On Fox News Sunday this morning, anchor Brit Hume dispensed some advice to embattled golfer Tiger Woods that’s sure to touch off a firestorm of controversy, suggesting that Woods would be better off forsaking Buddhism for the more “redemptive” and “forgiving” Christianity. Was Hume out of line, or was he just being a good friend to Tiger?
Jayne from Firefly agrees with him!
Here’s the clip, which is already the hottest thing on Twitter:
Transcript: (emphasis mine)
Tiger Woods will recover as a golfer. Whether he can recover as a person, I think is a very open question, and it’s a tragic situation with him. He’s lost his family, it’s not clear to me whether he’ll be able to have a relationship with his children, but the Tiger Woods that emerges once the news value dies out of this scandal, the extgent to which he can recover, it seems to me, depends on his faith. He’s said to be a Buddhist, I don’t think that faith offers the kind of forgiveness and redemption that is offered by the Christian faith, so my message to Tiger would be “Tiger, turn to the Christian faith, and you can make a total recovery and be a great example to the world.
Good for Hume, I say. I’ve been wanting to tell Tiger to try agnosticism, but I just wasn’t sure.
I was going to suggest nihilism, but I didn’t really believe it.
On its face, Hume’s remarks do seem to suggest that Christianity is superior to Buddhism, and the idea that someone should abandon their own faith for yours does reek of arrogance. Those who are offended by Hume’s remarks aren’t out in left field somewhere. As I asked Adam Baldwin, whose Twitter feed first alerted me to the clip, “Would you applaud if someone advised John Ensign or Mark Sanford to ditch Christianity?”
I don’t know Baldwin well enough to know how he would respond, but I’d lay good money that even casual Christians would be offended by such a proposition. It’s one thing to extoll the virtues of your own faith, but quite another to denigrate someone else’s.

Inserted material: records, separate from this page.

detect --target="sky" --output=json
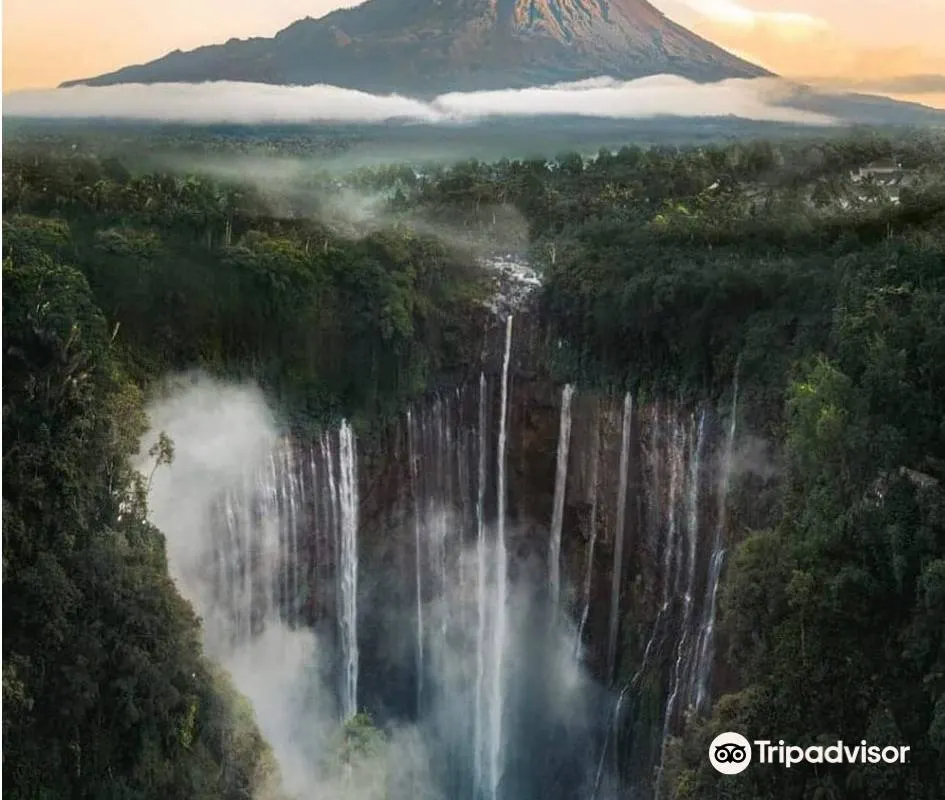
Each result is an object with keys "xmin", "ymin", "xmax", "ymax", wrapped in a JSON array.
[{"xmin": 3, "ymin": 0, "xmax": 945, "ymax": 108}]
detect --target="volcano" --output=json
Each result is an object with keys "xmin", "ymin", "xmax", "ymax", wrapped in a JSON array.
[{"xmin": 63, "ymin": 0, "xmax": 769, "ymax": 97}]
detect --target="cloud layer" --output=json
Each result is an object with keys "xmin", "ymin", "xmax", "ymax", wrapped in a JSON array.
[{"xmin": 3, "ymin": 75, "xmax": 833, "ymax": 125}]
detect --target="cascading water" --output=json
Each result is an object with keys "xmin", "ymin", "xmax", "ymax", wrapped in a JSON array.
[
  {"xmin": 473, "ymin": 373, "xmax": 489, "ymax": 799},
  {"xmin": 489, "ymin": 314, "xmax": 513, "ymax": 800},
  {"xmin": 338, "ymin": 421, "xmax": 359, "ymax": 719},
  {"xmin": 407, "ymin": 409, "xmax": 424, "ymax": 716},
  {"xmin": 144, "ymin": 346, "xmax": 737, "ymax": 800},
  {"xmin": 690, "ymin": 382, "xmax": 738, "ymax": 711},
  {"xmin": 548, "ymin": 383, "xmax": 574, "ymax": 619},
  {"xmin": 607, "ymin": 392, "xmax": 633, "ymax": 681},
  {"xmin": 575, "ymin": 400, "xmax": 600, "ymax": 654}
]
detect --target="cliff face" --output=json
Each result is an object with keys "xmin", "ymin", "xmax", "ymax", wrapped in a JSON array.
[{"xmin": 64, "ymin": 0, "xmax": 766, "ymax": 96}]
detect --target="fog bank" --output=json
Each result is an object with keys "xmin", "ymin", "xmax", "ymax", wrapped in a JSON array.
[{"xmin": 3, "ymin": 75, "xmax": 834, "ymax": 125}]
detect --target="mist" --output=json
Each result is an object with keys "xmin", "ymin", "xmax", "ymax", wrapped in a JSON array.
[
  {"xmin": 3, "ymin": 75, "xmax": 834, "ymax": 125},
  {"xmin": 139, "ymin": 374, "xmax": 600, "ymax": 800}
]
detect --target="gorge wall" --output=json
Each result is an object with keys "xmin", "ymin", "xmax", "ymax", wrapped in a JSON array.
[{"xmin": 142, "ymin": 296, "xmax": 770, "ymax": 800}]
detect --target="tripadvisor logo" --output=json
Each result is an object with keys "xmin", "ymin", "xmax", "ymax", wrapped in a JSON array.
[
  {"xmin": 709, "ymin": 731, "xmax": 751, "ymax": 775},
  {"xmin": 709, "ymin": 731, "xmax": 911, "ymax": 775}
]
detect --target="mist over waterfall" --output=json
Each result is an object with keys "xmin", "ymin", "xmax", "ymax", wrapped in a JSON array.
[{"xmin": 140, "ymin": 332, "xmax": 737, "ymax": 800}]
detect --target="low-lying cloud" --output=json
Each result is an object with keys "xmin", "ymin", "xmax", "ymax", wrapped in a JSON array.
[{"xmin": 3, "ymin": 75, "xmax": 834, "ymax": 125}]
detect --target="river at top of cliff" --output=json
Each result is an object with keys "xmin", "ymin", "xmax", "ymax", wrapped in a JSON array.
[{"xmin": 481, "ymin": 253, "xmax": 541, "ymax": 317}]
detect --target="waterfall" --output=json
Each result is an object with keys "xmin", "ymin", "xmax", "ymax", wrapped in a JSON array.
[
  {"xmin": 338, "ymin": 421, "xmax": 359, "ymax": 719},
  {"xmin": 575, "ymin": 406, "xmax": 600, "ymax": 655},
  {"xmin": 644, "ymin": 412, "xmax": 705, "ymax": 798},
  {"xmin": 690, "ymin": 382, "xmax": 738, "ymax": 711},
  {"xmin": 607, "ymin": 392, "xmax": 633, "ymax": 681},
  {"xmin": 473, "ymin": 373, "xmax": 489, "ymax": 800},
  {"xmin": 549, "ymin": 383, "xmax": 574, "ymax": 619},
  {"xmin": 148, "ymin": 350, "xmax": 752, "ymax": 800},
  {"xmin": 489, "ymin": 314, "xmax": 513, "ymax": 800},
  {"xmin": 407, "ymin": 409, "xmax": 424, "ymax": 716}
]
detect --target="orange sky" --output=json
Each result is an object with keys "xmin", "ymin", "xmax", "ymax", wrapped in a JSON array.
[{"xmin": 3, "ymin": 0, "xmax": 945, "ymax": 108}]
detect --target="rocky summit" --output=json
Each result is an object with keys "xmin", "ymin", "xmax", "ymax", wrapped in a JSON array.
[{"xmin": 63, "ymin": 0, "xmax": 766, "ymax": 96}]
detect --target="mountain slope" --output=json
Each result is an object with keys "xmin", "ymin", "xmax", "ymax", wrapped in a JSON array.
[{"xmin": 63, "ymin": 0, "xmax": 767, "ymax": 96}]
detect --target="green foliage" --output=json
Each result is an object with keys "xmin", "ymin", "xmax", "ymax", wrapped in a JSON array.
[
  {"xmin": 3, "ymin": 132, "xmax": 945, "ymax": 800},
  {"xmin": 3, "ymin": 251, "xmax": 282, "ymax": 800}
]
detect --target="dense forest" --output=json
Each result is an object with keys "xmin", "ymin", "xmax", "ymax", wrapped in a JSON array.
[{"xmin": 3, "ymin": 128, "xmax": 945, "ymax": 800}]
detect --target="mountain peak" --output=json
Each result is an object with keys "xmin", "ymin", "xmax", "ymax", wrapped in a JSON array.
[{"xmin": 63, "ymin": 0, "xmax": 767, "ymax": 96}]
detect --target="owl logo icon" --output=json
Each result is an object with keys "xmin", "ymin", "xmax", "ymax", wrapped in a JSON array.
[{"xmin": 709, "ymin": 731, "xmax": 751, "ymax": 775}]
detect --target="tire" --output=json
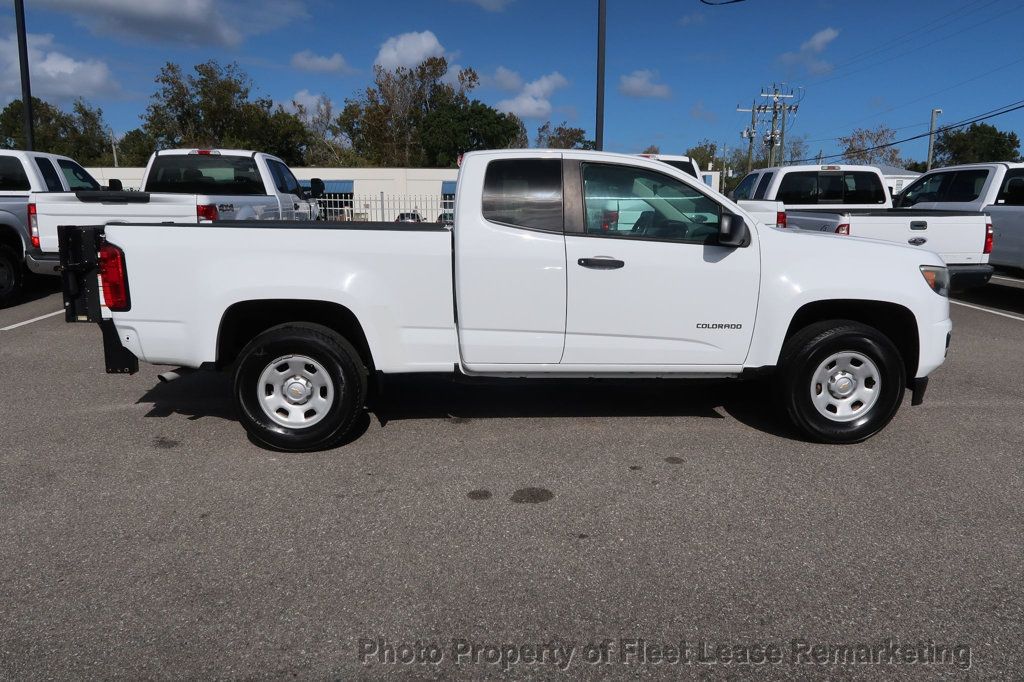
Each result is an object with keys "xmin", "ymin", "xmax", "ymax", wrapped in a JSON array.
[
  {"xmin": 0, "ymin": 245, "xmax": 26, "ymax": 308},
  {"xmin": 776, "ymin": 319, "xmax": 906, "ymax": 443},
  {"xmin": 234, "ymin": 323, "xmax": 368, "ymax": 452}
]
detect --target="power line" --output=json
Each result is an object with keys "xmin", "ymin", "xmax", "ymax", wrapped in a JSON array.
[{"xmin": 793, "ymin": 100, "xmax": 1024, "ymax": 163}]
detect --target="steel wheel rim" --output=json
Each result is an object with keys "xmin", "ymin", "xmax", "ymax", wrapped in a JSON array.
[
  {"xmin": 810, "ymin": 350, "xmax": 882, "ymax": 422},
  {"xmin": 256, "ymin": 355, "xmax": 337, "ymax": 429}
]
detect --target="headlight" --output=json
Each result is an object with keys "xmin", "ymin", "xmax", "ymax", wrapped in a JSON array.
[{"xmin": 921, "ymin": 265, "xmax": 949, "ymax": 297}]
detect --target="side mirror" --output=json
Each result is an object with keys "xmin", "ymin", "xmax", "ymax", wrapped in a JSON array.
[
  {"xmin": 718, "ymin": 211, "xmax": 751, "ymax": 247},
  {"xmin": 309, "ymin": 177, "xmax": 327, "ymax": 199}
]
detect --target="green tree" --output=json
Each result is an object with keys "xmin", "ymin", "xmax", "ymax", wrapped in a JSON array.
[
  {"xmin": 0, "ymin": 97, "xmax": 114, "ymax": 166},
  {"xmin": 935, "ymin": 123, "xmax": 1020, "ymax": 166},
  {"xmin": 537, "ymin": 121, "xmax": 597, "ymax": 150},
  {"xmin": 839, "ymin": 124, "xmax": 901, "ymax": 166}
]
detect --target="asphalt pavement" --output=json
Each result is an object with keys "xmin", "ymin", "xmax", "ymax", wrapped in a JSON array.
[{"xmin": 0, "ymin": 280, "xmax": 1024, "ymax": 679}]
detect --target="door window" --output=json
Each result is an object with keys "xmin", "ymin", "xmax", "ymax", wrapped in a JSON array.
[
  {"xmin": 995, "ymin": 168, "xmax": 1024, "ymax": 206},
  {"xmin": 583, "ymin": 164, "xmax": 722, "ymax": 244},
  {"xmin": 57, "ymin": 159, "xmax": 99, "ymax": 191},
  {"xmin": 732, "ymin": 173, "xmax": 759, "ymax": 202},
  {"xmin": 483, "ymin": 159, "xmax": 563, "ymax": 232},
  {"xmin": 0, "ymin": 157, "xmax": 32, "ymax": 191},
  {"xmin": 33, "ymin": 157, "xmax": 63, "ymax": 191},
  {"xmin": 754, "ymin": 173, "xmax": 775, "ymax": 201}
]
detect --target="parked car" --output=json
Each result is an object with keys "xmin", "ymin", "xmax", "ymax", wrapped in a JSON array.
[
  {"xmin": 896, "ymin": 163, "xmax": 1024, "ymax": 269},
  {"xmin": 733, "ymin": 165, "xmax": 992, "ymax": 289},
  {"xmin": 638, "ymin": 154, "xmax": 700, "ymax": 179},
  {"xmin": 0, "ymin": 150, "xmax": 100, "ymax": 307},
  {"xmin": 60, "ymin": 150, "xmax": 951, "ymax": 450},
  {"xmin": 29, "ymin": 150, "xmax": 324, "ymax": 274}
]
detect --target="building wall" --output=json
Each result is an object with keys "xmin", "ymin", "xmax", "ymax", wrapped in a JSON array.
[{"xmin": 86, "ymin": 167, "xmax": 459, "ymax": 197}]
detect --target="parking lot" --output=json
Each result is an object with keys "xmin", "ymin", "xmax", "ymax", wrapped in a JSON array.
[{"xmin": 0, "ymin": 278, "xmax": 1024, "ymax": 679}]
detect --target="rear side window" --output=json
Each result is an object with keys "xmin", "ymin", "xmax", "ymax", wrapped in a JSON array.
[
  {"xmin": 732, "ymin": 173, "xmax": 759, "ymax": 202},
  {"xmin": 995, "ymin": 168, "xmax": 1024, "ymax": 206},
  {"xmin": 483, "ymin": 159, "xmax": 563, "ymax": 232},
  {"xmin": 754, "ymin": 173, "xmax": 775, "ymax": 201},
  {"xmin": 0, "ymin": 157, "xmax": 32, "ymax": 191},
  {"xmin": 33, "ymin": 157, "xmax": 63, "ymax": 191},
  {"xmin": 144, "ymin": 154, "xmax": 266, "ymax": 196},
  {"xmin": 57, "ymin": 159, "xmax": 99, "ymax": 191},
  {"xmin": 776, "ymin": 171, "xmax": 886, "ymax": 205}
]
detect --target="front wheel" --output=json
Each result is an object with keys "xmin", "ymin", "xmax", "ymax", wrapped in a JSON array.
[
  {"xmin": 777, "ymin": 319, "xmax": 906, "ymax": 443},
  {"xmin": 234, "ymin": 324, "xmax": 367, "ymax": 452}
]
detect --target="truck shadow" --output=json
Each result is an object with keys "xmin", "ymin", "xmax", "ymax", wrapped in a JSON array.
[
  {"xmin": 953, "ymin": 280, "xmax": 1024, "ymax": 314},
  {"xmin": 138, "ymin": 372, "xmax": 800, "ymax": 438}
]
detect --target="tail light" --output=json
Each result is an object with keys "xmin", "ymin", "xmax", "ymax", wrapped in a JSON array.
[
  {"xmin": 196, "ymin": 204, "xmax": 220, "ymax": 220},
  {"xmin": 29, "ymin": 204, "xmax": 39, "ymax": 249},
  {"xmin": 99, "ymin": 244, "xmax": 131, "ymax": 312},
  {"xmin": 601, "ymin": 211, "xmax": 618, "ymax": 232}
]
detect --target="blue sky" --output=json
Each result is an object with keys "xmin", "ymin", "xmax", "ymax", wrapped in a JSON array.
[{"xmin": 0, "ymin": 0, "xmax": 1024, "ymax": 159}]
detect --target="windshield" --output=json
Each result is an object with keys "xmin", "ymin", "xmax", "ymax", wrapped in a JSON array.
[{"xmin": 144, "ymin": 154, "xmax": 266, "ymax": 196}]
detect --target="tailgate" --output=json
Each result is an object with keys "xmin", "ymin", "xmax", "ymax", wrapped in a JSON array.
[{"xmin": 32, "ymin": 191, "xmax": 197, "ymax": 253}]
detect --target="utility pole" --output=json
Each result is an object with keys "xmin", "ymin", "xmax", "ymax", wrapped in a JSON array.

If you look at the context of Hume’s remarks, it seems that he views religion as a menu comparison. Sure, Buddhism’s great for achieving inner peace, but Christianity’s got that redemption thing to fall back on. Hume’s advice doesn’t hinge on the relative truth of either religion, but rather the services it can offer a horndog golfer.
What I find comical about Hume’s entreaty is the notion that Buddhism is the problem, and not Tiger’s flawed humanity. If Tiger had been practicing Buddhism, he wouldn’t have wanted all that sex in the first place.